From: Dmitry Pavlenko <dmit10@gmail.com>
To: git@vger.kernel.org
Cc: Semen Vadishev <semen.vadishev@gmail.com>,
Marc Strapetz <marc.strapetz@syntevo.com>
Subject: git-svn commit parents detection algorithm
Date: Fri, 7 May 2010 17:35:10 +0400 [thread overview]
Message-ID: <201005071735.10322.dmit10@gmail.com> (raw)
Hello.
I have several questions regarding git-svn parents detection algorithm for the
newly created branch. It seems that I have found some bugs.
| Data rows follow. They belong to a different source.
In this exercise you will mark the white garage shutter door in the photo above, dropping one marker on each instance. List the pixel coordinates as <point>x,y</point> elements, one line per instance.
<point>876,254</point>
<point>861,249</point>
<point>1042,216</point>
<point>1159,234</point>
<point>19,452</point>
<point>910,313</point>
The most general question is: could you describe a parents detection algorithm
in the git-svn?
1. When I try to fetch revision created like this:
svn cp trunk branches/branch1
svn merge http://host/path/branches/branch2 branches/branch1
svn commit
svn:mergeinfo property is set but git-svn tries to do "svn switch"'s low level
analog if it's possible. svn:mergeinfo property is not received in this case
(revealed by setting a breakpoint at change_dir_prop in git-svn script) though
it's present ("svn propget" shows this property). But if "svn switch"
operation is not available in the perl svn client library simple "svn update"
operation is used. I didn't check but suspect that then svn:mergeinfo would be
processed and git-svn's find_extra_svn_parents would find addidtional parents.
But I thought that parents set shouldn't depend on the svn version (or at
least newer versions of svn library that support "svn switch" shouldn't make
behaviour worse).
My opinion is that svn:mergeinfo should be checked in this case and merge
parents be detected and added to the whole parents set.
2. Is it true that "find_extra_svn_parents" requires a reference to a list of
exactly one parent as 4th argument?
If @$parents is empty in the function "git rev-list" and "git merge-base"
calls in it would fail because of bad syntax. If @$parents has 2 or more
elements than merge-base call would have unpredictable behaviour.
$merge_base = command_oneline(
"merge-base",
@$parents, $merge_tip,
);
Git merge-base command finds a merge-base between the first commit and any of
other commits listed as arguments. So if @$parents is (a, b) "git merge-base"
will find common ancestor between "a" and "b" or "a" and $merge_tip that is
nonsense.
More over if the "find_extra_svn_parents" call requires exactly one parent and
"make_log_entry" function in git-svn is always called with one-element parents
list then finding additional parents in "find_extra_svk_parents" method that is
called before "find_extra_svn_parents" would cause fail of finding extra parents
in "find_extra_svn_parents".
Maybe these lines should be rewritten as
$merge_base = command_oneline(
"merge-base",
$merge_tip, @$parents
);
This makes sense in the case of several parents.
3. What's the purpose of "parents_exclude" git-svn's function?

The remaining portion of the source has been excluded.